É madrugada e está escuro, porém logo o sol aparecerá para fazer a manhã. Yoongi se equilibra na sacada de seu apartamento detonado, mora num prédio que já deveria ter sido demolido há alguns anos. A tinta tem sumido com o tempo, o reboco das paredes está descascando e é possível, inclusive, ver os tijolos em alguns lugares na construção. A sacada de seu apartamento não tem mais grades de segurança, apenas uma mureta de revestimento quebradiço onde agora se apoia, suas coxas em contato com o concreto e as mãos ao lado ajudando a manter o equilíbrio. Ele encara fixamente o completo escuro lá embaixo; porque ali na zona periférica, o bairro no qual vive não possui uma iluminação decente, praticamente abandonado pela prefeitura.

O rapaz de curtos cabelos loiros e estatura mediana não é ninguém: ninguém que fez ou vá fazer algo de sua vida, ninguém que faça diferença no mundo, ninguém que seja importante para alguém. Yoongi apenas respira, seu coração bate, mas não pode dizer que vive, porque isso o que faz todos os dias definitivamente não é viver. Sobreviver, talvez. Yoongi está morto há vários anos, desde que tudo começou a ruir dentro dele. E o pior é que ele não consegue entender como foi que teve início, ou quando; só que um dia acordou e percebeu que não via mais prazer na vida. Não via mais prazer nas coisas que gostava, nem mesmo sob uso de alguns poucos entorpecentes que experimentou, e não conseguia mais se forçar a fazer seus deveres.
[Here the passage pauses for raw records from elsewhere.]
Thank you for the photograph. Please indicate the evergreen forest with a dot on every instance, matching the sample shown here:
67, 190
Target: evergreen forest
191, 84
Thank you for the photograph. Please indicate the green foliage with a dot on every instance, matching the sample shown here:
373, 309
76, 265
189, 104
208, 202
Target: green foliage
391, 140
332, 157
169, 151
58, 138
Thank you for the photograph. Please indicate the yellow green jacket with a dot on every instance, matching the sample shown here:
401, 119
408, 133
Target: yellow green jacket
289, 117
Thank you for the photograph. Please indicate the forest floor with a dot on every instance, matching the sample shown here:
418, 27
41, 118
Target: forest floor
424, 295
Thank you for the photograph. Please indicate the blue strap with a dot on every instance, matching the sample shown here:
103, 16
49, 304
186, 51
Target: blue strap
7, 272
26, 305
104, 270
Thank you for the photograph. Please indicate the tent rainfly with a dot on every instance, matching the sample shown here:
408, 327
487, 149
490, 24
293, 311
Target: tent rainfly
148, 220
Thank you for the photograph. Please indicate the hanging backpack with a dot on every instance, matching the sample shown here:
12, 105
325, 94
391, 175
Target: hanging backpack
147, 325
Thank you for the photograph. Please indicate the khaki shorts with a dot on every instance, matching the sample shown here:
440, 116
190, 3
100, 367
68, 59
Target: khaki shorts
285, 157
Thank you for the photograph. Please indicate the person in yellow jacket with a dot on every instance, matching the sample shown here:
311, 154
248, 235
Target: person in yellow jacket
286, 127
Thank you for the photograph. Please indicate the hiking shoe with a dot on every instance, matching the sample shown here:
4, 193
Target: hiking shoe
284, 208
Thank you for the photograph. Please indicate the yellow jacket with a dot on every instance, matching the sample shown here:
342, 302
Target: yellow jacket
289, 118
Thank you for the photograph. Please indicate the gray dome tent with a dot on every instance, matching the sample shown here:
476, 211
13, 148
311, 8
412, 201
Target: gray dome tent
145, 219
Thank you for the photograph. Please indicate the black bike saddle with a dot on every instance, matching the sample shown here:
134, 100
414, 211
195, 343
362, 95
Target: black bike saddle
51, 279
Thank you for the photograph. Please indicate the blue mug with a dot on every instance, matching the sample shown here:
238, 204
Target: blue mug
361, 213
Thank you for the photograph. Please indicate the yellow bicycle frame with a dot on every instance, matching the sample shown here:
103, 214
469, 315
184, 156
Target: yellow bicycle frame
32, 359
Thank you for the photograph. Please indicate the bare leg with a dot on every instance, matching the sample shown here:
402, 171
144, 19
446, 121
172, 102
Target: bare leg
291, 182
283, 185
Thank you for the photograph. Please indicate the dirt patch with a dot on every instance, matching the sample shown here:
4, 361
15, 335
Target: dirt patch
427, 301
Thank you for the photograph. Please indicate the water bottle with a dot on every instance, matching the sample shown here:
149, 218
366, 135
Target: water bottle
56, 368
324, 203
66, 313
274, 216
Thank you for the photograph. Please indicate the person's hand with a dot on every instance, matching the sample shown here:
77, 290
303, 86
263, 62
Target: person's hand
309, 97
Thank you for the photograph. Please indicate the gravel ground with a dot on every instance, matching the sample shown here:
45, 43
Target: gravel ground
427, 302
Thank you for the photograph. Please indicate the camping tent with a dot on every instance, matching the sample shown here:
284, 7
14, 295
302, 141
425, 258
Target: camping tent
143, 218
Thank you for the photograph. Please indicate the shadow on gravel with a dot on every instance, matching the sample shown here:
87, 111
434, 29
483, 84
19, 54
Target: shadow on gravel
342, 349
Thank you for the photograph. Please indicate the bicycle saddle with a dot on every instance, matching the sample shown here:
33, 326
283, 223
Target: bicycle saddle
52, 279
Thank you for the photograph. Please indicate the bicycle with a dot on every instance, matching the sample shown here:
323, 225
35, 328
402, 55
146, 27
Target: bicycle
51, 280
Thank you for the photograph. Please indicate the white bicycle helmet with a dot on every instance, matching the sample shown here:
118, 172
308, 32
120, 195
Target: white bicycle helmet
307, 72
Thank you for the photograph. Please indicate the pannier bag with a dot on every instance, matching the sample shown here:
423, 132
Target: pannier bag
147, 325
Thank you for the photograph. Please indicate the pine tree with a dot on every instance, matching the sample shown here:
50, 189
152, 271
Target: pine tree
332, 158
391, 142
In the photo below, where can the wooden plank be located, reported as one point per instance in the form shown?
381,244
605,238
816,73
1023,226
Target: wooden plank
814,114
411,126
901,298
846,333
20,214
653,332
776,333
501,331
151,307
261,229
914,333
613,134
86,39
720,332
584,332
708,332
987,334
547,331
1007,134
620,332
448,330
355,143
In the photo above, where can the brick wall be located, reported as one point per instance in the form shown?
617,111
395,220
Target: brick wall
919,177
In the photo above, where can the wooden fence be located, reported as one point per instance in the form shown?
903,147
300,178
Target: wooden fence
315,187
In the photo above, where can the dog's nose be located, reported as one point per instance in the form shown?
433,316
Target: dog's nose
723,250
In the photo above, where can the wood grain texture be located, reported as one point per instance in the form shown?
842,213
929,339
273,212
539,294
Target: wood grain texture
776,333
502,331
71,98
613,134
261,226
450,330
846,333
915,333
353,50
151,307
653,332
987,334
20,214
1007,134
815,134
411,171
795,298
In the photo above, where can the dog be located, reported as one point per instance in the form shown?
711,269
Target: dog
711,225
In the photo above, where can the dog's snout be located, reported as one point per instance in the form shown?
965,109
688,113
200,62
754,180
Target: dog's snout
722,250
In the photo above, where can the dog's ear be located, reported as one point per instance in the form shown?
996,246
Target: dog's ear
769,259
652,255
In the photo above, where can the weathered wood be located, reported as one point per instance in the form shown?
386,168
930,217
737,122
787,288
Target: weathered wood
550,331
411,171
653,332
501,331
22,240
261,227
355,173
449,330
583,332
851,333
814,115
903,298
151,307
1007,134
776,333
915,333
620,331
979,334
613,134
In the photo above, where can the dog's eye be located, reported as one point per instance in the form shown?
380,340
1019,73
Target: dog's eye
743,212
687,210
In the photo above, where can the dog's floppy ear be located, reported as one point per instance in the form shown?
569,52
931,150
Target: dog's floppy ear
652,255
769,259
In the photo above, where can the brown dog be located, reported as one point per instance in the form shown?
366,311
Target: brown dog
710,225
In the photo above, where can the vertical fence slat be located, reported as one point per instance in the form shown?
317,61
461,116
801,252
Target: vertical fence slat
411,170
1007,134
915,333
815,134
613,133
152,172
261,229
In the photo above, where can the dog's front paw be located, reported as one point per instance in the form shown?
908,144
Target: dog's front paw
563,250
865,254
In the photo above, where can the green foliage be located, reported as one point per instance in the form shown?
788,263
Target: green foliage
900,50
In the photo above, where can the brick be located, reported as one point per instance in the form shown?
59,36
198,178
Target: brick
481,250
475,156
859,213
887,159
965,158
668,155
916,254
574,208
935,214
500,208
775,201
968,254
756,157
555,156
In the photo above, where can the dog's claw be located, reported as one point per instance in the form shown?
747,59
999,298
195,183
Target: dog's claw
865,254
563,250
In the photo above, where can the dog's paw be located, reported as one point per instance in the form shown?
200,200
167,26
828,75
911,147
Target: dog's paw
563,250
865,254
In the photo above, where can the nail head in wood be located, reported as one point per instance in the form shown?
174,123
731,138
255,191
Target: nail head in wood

Até coisas simples e básicas de cuidado pessoal, como higiene e alimentação, são feitas por ele com certa dificuldade e má vontade; isso quando ele as faz, de fato.

Seus pais provavelmente não ligarão muito. Entenderão, de qualquer forma; não será uma dor tão grande para eles, mesmo porque já faz certo tempo que o jovem cortou as próprias raízes à força, afastando-se o mais bruscamente que pôde. Fugiu para o mundo, ignorando tudo aquilo que o criara na tentativa de livrar-se de várias culpas e sentimentos ruins. Não pode dizer que funcionou, principalmente agora que está sem emprego de novo e finalmente fazendo uso do dinheiro dos pais. Mora sozinho e longe da família porque, bem, sempre teve problemas com eles — principalmente seu pai e aquele olhar de decepção que como ninguém ele sabia lançar para o loiro. Também não é como se seus pais fizessem real questão de serem presentes em sua vida atual. Mesmo antes de se mudar, já vivia repetindo para si mesmo: parente só serve pra encher o saco.

E quanto à faculdade, que por algum motivo desconhecido ele ainda não largou, não gosta mais do curso de Literatura que faz — e se questiona se algum dia realmente gostou. Parece muito longínqua a época em que ele ainda sentia deleite em estudar seus autores ou obras preferidos, avaliá-los e escrever críticas — só para constar, ele não servia para aquilo. Sempre foi um péssimo crítico literário e isso se via na forma como devorava livros a rodo — claro, quando conseguia sentir prazer em ler — e no final, não havia um único detalhe que mudaria ou mesmo uma história que não tivesse gostado.

Yoongi não conhece ninguém por ali onde mora ou mesmo na universidade — além dos professores que, por obrigação, deve ao menos saber os nomes. Não anda com ninguém em seu tempo livre, não possui nenhuma companhia para desabafar ou sequer para trocar calor humano. E se questiona todos os dias se ainda é capaz de sentir algo por alguém. Se ainda é capaz de... sentir.

Min Yoongi só quer um propósito, uma razão para continuar existindo. E tanto ele quer que pediu, pediu, pediu. Não para Deus, ele não sabe ao certo se acredita em algum deus e de qualquer forma, se Deus existe, o único filho dos Min definitivamente não está entre seus preferidos, então por que deveria importuná-lo com suas lamentações? Pediu para alguém, qualquer coisa, qualquer um. Não encontrou. E ele se julga covarde demais, porque precisou beber bastante para conseguir estar ali, assim. Bastante mesmo, pois Yoongi — como todo bom veterano — é deveras resistente ao álcool e apenas algumas doses não seriam suficiente para embebedá-lo; portanto, há uma garrafa de vinho tinto seco e algumas latinhas de cerveja jogadas no chão da sala, vazando o resto do líquido e sujando o carpete. Não que faça diferença alguma, porque seu carpete já está podre há tempos.